[2.5] - MCTS & AlphaZero

Colab: exercises | solutions

Please send any problems / bugs on the #errata channel in the Slack group, and ask any questions on the dedicated channels for this chapter of material.

If you want to change to dark mode, you can do this by clicking the three horizontal lines in the top-right, then navigating to Settings → Theme.

Links to all other chapters: (0) Fundamentals, (1) Transformer Interpretability, (2) RL.

Introduction

Up until now we've been dealing primarailly with model-free methods: those that have no explicit model of how the world works, and need to learn the rules of the game from experience. This is wasteful when the environment is already known and cheap to simulate (like a board game). Today we introduce Monte Carlo Tree Search (MCTS), a model-based method where we have access to a simulator of the environment that we can use for planning, and combine this with deep learning to create an agent to play a strong game of Connect 4, learning only from self-play.

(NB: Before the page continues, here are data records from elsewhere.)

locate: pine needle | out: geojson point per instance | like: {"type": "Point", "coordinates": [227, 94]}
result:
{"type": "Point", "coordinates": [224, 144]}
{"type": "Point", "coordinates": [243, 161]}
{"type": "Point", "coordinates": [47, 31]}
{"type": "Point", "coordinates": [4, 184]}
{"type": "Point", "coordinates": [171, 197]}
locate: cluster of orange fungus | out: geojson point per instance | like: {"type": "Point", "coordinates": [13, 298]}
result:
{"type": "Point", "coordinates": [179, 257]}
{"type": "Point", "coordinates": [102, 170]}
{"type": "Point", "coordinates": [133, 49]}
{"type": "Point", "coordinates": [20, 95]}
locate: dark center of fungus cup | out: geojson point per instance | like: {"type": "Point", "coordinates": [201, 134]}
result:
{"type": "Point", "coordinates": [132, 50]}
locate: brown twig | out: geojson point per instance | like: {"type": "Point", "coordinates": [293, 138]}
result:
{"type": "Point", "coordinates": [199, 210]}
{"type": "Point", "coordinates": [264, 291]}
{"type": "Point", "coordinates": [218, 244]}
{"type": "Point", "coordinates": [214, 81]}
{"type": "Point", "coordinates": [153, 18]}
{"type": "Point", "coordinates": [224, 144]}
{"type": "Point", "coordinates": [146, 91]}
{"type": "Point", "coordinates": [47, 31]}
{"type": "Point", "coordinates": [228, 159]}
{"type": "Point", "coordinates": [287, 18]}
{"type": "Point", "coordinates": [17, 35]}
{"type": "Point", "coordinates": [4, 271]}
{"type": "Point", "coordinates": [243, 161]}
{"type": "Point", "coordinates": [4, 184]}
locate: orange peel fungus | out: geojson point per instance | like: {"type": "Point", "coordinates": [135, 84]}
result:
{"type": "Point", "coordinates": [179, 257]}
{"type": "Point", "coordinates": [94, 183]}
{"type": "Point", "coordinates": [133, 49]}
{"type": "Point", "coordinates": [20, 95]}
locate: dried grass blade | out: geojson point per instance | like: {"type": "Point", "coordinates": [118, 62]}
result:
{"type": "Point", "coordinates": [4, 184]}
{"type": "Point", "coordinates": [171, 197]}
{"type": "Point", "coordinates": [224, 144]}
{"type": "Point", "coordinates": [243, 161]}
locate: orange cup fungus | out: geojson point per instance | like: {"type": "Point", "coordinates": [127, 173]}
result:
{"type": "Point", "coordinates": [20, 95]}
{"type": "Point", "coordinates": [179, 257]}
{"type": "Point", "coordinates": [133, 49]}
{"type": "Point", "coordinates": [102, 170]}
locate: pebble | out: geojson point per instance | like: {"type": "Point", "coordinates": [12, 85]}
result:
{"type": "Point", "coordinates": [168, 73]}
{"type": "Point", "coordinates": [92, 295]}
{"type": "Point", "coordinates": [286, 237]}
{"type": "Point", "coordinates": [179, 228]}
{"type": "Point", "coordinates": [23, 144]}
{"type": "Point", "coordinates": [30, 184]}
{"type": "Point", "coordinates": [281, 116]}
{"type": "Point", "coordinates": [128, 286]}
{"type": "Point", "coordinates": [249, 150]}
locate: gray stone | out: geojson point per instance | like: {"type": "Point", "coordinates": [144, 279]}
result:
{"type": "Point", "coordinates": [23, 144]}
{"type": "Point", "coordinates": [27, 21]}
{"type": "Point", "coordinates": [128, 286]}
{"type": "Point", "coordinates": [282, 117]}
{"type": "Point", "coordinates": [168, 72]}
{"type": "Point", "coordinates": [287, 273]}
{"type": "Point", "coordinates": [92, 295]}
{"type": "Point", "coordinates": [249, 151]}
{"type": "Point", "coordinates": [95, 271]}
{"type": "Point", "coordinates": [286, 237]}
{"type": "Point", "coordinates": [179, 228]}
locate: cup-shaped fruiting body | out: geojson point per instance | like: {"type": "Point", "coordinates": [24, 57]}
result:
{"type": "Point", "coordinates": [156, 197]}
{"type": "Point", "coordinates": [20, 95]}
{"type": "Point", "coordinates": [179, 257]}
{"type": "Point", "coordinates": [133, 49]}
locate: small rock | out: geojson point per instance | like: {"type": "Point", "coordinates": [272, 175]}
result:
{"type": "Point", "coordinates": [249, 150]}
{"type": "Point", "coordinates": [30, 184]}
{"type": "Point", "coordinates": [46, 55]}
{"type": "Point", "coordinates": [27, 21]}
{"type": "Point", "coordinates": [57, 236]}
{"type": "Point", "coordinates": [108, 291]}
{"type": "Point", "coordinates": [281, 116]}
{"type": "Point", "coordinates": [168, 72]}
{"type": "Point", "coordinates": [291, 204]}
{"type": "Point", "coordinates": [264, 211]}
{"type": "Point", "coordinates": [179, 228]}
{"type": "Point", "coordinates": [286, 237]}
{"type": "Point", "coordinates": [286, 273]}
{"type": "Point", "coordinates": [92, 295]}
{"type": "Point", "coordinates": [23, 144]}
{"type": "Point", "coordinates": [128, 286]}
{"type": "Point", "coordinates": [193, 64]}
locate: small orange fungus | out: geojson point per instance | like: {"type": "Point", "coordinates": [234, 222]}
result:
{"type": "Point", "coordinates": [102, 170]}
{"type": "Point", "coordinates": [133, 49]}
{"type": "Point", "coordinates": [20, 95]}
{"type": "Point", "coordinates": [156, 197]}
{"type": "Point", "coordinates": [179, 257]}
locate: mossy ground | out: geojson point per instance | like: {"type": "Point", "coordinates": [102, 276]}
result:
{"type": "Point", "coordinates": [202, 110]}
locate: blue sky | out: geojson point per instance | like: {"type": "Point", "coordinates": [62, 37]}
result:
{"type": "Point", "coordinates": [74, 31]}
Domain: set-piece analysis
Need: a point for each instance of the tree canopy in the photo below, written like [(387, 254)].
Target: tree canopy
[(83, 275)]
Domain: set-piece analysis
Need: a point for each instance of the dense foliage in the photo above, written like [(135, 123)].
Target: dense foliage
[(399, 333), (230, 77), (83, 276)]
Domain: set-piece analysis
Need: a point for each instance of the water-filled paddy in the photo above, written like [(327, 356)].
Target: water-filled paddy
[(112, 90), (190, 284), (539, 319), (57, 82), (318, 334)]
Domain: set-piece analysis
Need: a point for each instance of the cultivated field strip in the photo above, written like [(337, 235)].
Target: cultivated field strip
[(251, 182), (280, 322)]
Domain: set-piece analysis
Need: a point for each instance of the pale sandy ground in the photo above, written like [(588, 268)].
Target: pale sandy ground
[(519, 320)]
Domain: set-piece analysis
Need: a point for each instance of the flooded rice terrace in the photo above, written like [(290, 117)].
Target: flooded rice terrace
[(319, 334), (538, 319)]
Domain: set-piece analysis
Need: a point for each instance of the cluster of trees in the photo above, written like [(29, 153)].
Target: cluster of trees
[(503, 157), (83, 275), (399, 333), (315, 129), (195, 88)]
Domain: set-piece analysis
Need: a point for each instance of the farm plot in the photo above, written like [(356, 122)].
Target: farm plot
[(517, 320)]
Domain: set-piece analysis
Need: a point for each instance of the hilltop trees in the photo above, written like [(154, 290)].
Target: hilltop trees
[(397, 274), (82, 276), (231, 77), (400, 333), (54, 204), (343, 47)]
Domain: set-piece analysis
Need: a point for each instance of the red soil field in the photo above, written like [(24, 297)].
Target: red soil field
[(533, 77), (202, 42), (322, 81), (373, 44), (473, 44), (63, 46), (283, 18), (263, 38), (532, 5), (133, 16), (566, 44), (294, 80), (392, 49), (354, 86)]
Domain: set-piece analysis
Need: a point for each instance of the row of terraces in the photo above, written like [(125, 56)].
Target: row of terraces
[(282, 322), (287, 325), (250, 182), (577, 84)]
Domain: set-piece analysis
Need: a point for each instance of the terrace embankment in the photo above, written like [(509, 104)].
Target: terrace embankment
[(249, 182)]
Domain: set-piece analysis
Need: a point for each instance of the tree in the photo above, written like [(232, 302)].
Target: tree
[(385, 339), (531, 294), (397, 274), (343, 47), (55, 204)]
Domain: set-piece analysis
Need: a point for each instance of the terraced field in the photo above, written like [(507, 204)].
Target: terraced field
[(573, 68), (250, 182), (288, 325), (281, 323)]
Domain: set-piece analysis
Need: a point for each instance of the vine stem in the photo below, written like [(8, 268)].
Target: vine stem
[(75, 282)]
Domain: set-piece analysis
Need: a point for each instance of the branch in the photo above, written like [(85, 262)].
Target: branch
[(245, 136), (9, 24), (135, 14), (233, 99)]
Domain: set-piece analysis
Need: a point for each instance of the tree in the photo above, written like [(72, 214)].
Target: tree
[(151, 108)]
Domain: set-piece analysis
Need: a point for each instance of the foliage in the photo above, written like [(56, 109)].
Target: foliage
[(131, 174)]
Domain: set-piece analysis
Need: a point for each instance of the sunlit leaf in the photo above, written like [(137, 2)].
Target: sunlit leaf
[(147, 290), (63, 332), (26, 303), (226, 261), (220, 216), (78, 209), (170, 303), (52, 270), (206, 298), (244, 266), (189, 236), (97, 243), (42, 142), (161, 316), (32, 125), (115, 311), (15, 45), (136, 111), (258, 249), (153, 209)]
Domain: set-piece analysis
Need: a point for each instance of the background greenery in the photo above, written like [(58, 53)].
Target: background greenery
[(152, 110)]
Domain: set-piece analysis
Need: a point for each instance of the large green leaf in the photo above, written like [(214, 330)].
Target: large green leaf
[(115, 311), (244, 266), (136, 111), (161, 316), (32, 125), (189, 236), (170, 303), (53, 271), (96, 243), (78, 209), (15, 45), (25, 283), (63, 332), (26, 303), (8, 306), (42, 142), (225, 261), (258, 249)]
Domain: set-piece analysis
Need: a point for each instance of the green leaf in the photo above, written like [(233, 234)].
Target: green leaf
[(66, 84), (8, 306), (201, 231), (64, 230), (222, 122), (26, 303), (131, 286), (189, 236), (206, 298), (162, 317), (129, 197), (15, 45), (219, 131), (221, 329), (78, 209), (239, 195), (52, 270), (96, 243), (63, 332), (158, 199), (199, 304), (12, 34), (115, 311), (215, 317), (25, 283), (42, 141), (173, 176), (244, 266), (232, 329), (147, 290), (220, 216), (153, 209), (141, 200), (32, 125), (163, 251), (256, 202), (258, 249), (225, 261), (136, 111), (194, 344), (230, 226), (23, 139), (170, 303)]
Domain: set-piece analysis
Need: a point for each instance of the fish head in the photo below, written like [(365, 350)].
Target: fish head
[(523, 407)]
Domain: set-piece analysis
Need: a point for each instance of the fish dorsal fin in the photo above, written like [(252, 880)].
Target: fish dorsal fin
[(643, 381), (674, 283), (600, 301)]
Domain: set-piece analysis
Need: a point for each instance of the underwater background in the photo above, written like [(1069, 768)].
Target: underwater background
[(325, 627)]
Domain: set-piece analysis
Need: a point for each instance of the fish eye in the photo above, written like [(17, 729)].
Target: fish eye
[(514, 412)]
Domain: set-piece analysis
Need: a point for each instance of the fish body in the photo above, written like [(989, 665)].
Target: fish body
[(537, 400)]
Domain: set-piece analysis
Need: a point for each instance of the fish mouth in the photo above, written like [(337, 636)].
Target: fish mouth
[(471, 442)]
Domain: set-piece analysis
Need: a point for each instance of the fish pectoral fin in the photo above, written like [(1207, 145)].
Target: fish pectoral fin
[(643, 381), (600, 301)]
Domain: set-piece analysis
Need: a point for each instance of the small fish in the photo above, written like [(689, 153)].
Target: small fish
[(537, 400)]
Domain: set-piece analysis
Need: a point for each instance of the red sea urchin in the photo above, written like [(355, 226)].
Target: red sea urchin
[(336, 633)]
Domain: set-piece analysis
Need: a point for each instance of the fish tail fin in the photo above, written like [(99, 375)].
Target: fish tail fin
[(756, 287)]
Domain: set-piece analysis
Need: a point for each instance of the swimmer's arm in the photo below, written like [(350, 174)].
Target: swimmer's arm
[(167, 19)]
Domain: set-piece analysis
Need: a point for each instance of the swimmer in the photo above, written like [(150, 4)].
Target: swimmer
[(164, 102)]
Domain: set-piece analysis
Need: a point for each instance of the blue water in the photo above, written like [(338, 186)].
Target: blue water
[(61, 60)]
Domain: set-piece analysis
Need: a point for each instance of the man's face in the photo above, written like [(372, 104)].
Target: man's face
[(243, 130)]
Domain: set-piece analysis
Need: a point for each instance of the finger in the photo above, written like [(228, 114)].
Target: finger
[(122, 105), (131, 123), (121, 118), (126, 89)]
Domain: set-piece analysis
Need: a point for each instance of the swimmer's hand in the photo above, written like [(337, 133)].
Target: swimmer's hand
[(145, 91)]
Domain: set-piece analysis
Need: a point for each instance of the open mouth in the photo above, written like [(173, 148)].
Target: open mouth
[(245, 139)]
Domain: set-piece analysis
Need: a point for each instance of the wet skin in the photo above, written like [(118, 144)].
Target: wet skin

This was the same method used by AlphaGo Zero to become superhuman at Go.

The main idea is as follows:

  • We use a neural network to guide the tree search.
  • We select actions based on which nodes were the most visited during the tree search.
  • We train the policy network to mimic the tree search, distilling the planning into the policy network.

This feedback loop (policy iteration via search) is what took AlphaZero from random play to superhuman in hours.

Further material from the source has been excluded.